After leaving medicine in 1998, I took a year off to gather myself and regroup. I realized that I could become more like my role model, Rachel Naomi Remen, MD, who works with the relationship between mind and body. My health got worse despite slowing down and de-stressing. I went back to school and retrained as a somatic psychotherapist. What I learned has helped me make sense of my symptoms. I got a Master’s degree at Naropa University and did specialty training in working with trauma, bonding and attachment. It was mind-opening. My fatigue continued to worsen for a few more years, despite intense, dedicated work with my “stuff.” In 2009 I became unable to maintain even my small, part-time, adapted-to-my-health-and-needs private practice. I stopped working and after a year, started improving. I am much better now, including having given my first talk at a conference. Here’s my story.
Research For a New Paradigm of Disease
My research has taken the form of scouring the literature and medical databases. I’ve been at it for over 20 years. There’s so much supportive science now that I can’t keep up. It’s a very good sign. I’ve put together new ways of making sense of chronic illness; and finding commonalities between chronic illnesses (chronic fatigue syndrome ME/CFS, MS, diabetes (both type 1 and 2), RA, Inflammatory bowel disease, Lupus, and asthma, among others). I’ve also been using myself as a case study, examining and working with my symptoms and their relationships to past and present life events. I have over 12,000 articles in my research database at this point. I’ve read most of the abstracts if not all the articles. I share these throughout my blog to validate just how much is changing in our understanding of disease.
Tools for Healing
Here are my thoughts on who to approach healing and tools for healing.
Therapies for Healing Trauma (with links to find a therapist)
Journal Article 2020: Veronique Mead 2020). Adverse babyhood experiences (ABEs) increase risk for infant and maternal morbidity and mortality, and chronic illness. You download a free copy on this ABEs Resources Page or visit Journal of Prenatal and Perinatal Psychology and Health, 34(4).
Book Chapter 2007: Veronique Mead (2007). Timing, Bonding, and Trauma: Applications from experience-dependent maturation and traumatic stress provide insights for understanding environmental origins of disease. Advances in Psychology Research. A. M. Columbus, Nova Science Publishers. 49: 1-80.

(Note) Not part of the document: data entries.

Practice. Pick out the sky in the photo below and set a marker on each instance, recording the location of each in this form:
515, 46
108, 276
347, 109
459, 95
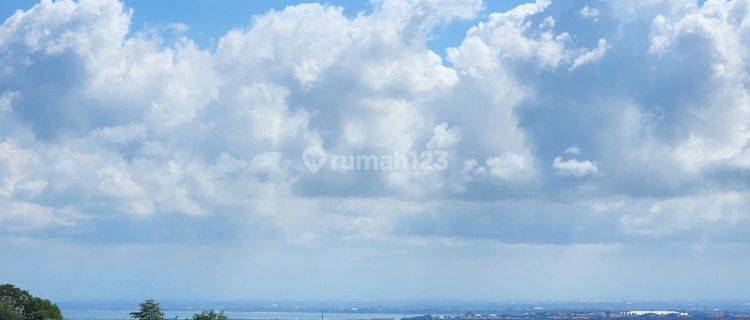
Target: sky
238, 150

Journal Article 2004: Veronique Mead (2004). “A new model for understanding the role of environmental factors in the origins of chronic illness: a case study of type 1 diabetes mellitus.” Med Hypotheses 63(6): 1035-1046.
Master’s Thesis 2003: Veronique Mead (2003). Somatic psychology theory and the origins of chronic illness: a case study of type 1 diabetes. Somatic Psychology. Boulder (CO), Naropa University: 427 p.
Although I’ve worked as a doctor and a psychotherapist, the information contained in this blog is presented for general education and informational purposes only and is not intended to be a substitute for professional medical or mental health advice, diagnosis, or treatment.
The model, although presented with support from the literature and personal experience, is only a theory. Take what feels like a good fit for you, discuss it with your health care provider(s), and let the rest go.